Sunday, October 31, 2010

The pepper No. 30

       The Pepper No. 30 is one of Edward Weston’s most popular works. Edward Weston was an American photographer and also the co-founder of Group f/64, a group of seven San Francisco photographers in 20th century sharing a new photographic style of sharp focus and contrast on the contrary of the Pictorialist photographic style in the early 1900s. Weston was born in Highland Park, Illinois on March 24, 1886. After he received his first camera on his sixteenth birthday, his interest in photography was soon blossomed into a passion that he studied photography at Illinois College of Photography and later decided to pursue a career in photography after he moved to California in 1906. In 1922, as a photographer, he started a transition from pictorialism into straight photography, pure photography, that he attempted to depict a scene as realistically and objectively as permitted by the medium, as defined by Group f/64 that “[P]pure photography is defined as possessing no qualities of technique, composition or idea, derivative of any other art form.”After 1927, Weston focused most of his works on still life, nudes and his studies of shells and vegetable. 
       As most of his other works, The Pepper No. 30, a black-and-white photo, was also done using an eight by ten inch view camera. The image contains only one pepper in the middle with dark background, high contrast and sharp edge. Referring to what Weston called a straight photograph, the image appears evenly sharp from foreground to background which this particular style was in opposition to the pictorialist soft-edge methods that were still in fashion at the time. The overall value of this image is dark, but its high contrast highlights the curve contour of the pepper. The image is well balanced, but there is no ground surface for where the pepper was put I could see in the photo. The pepper, I couldn’t tell the color, has a funny shape to me.
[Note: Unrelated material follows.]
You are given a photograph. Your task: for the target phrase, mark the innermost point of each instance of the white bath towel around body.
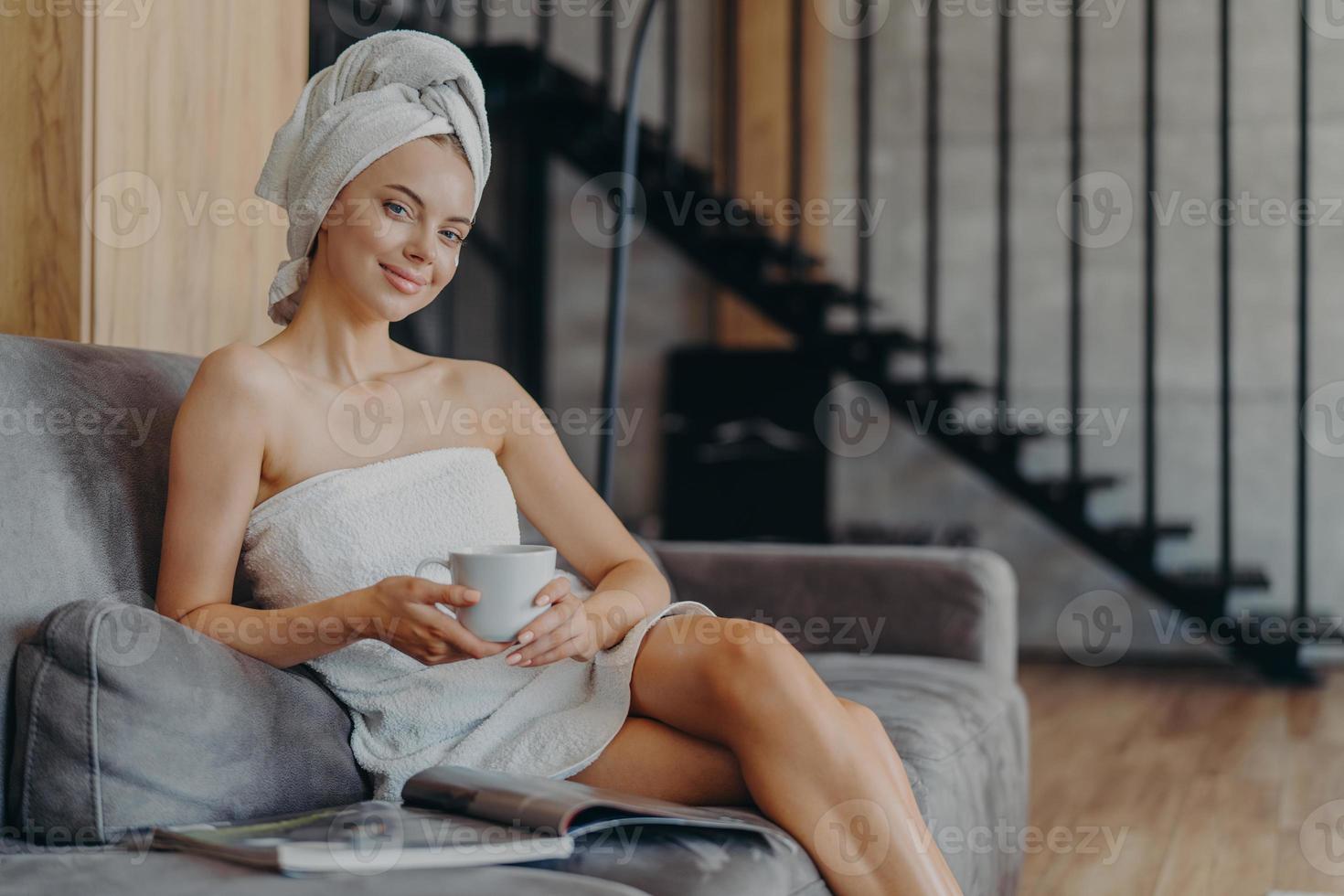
(346, 529)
When I first saw the photo, it looked like a tightly closed mouth and also a first, a boxing gloves. I was amazed by how dramatic this little photograph looks to me. Although it is just a still life photograph of a pepper sitting in the dark background, somehow I could feel an emotion of the pepper. It might be an effect of the expressional shape of the pepper or its dark back ground, the pepper in the photo seems to be angry and about to shout out its anger to me. I was amazed how Weston could find such an emotional pepper or pictured so well that he seemed to give the pepper a spirit and emotion.